53. The designation of sites does not form part of the development plan process. Some sites may be referred to in the test of plans or may be included on maps, for information purposes. Others will not be publicised in order to protect the fragile interests in them. Designations made under the Amenity Lands Act (NI) 1965 and the Nature Conservation and Amenity Lands Order 1985 include:
Areas of Scientific Interest - sites of special value because of their flora, fauna, geological or physiographical features; many have been re-declared as ASSIs.
National Nature Reserves - sites of national and sometimes international importance usually managed by the Department's Environment and Heritage Service or by agreement with a voluntary conservation body.
Nature Reserves - includes sites particularly appropriate for educational, research of public information purposes.
Areas of Special Scientific Interest - land which in the Department's opinion is of special interest by reason of any of its flora, fauna, geological or physiographical features.
Marine Nature Reserves - inter-tidal or sub-littoral areas established for the conservation or study of areas of marine flora, fauna, and geological or physiographical features of special interest.
54. A major component of the Department's nature conservation strategy is the designation and protection of sites which are of national nature conservation importance.

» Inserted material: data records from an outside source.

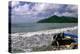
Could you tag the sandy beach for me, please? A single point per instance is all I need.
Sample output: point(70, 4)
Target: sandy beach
point(27, 42)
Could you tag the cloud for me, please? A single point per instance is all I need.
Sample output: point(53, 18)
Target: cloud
point(31, 11)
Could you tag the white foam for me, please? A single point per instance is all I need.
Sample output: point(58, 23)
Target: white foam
point(29, 34)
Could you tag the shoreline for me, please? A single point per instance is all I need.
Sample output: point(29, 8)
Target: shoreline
point(53, 31)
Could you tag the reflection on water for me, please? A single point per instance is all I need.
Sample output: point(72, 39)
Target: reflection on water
point(31, 27)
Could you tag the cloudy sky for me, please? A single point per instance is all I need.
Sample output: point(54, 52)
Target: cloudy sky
point(31, 12)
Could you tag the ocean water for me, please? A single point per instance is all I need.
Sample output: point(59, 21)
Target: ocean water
point(32, 27)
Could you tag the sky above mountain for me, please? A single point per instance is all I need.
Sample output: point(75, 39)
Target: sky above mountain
point(33, 11)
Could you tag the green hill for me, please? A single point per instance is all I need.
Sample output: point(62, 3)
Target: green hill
point(56, 19)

Some are particularly important because what they exemplify is rare and irreplaceable. Others are important as representative examples of their type. Such features, of scientific, educational or research interest, once destroyed, cannot be re-created.
55. Development proposals within sites of national importance or outside but likely to affect them, will be subject to special scrutiny. Where it is considered that such development will have a significant adverse effect, directly or indirectly, on the site, it will not be permitted unless the reasons for the development clearly outweigh the value of the site itself. In considering proposals for development affecting such sites, the following matters will be taken into account:
  • the potential damage to habitats or species;
  • opportunities for alternative siting or potential mitigating measures;
  • the possibilities for replacement sites;
  • opportunities to enhance nature conservation; and
  • the importance of the proposed development to Northern Ireland.
56. Development outside, but close to, the defined boundaries of a protected site may have serious repercussions within it, even to the point of destroying its scientific value. Wetlands (including marshes and estuaries, as well as rivers and lakes) are particularly vulnerable to the effects of drainage, alterations to the water table, water-borne pollution and other developments within catchment areas. In considering planning applications in such locations, the Department will take into account the possible threats and its commitment to the wise use of all wetlands, as required by the Ramsar Convention (see Annex 1).
57. Where development is permitted, the Department will consider the use of conditions or planning agreements to ensure the protection and enhancement of the site's nature conservation interest. Conditions may be used, for example, to require areas to be fenced to protect them, or to restrict operations or uses to specific times of year. Planning agreements may accompany permissions to secure long term management or to provide new conservation habitats, to compensate for any habitats lost when development takes place. Exceptionally, in order to offset damage to wildlife from development schemes, it may be proposed for animals and plants to be removed to other "safe" sites.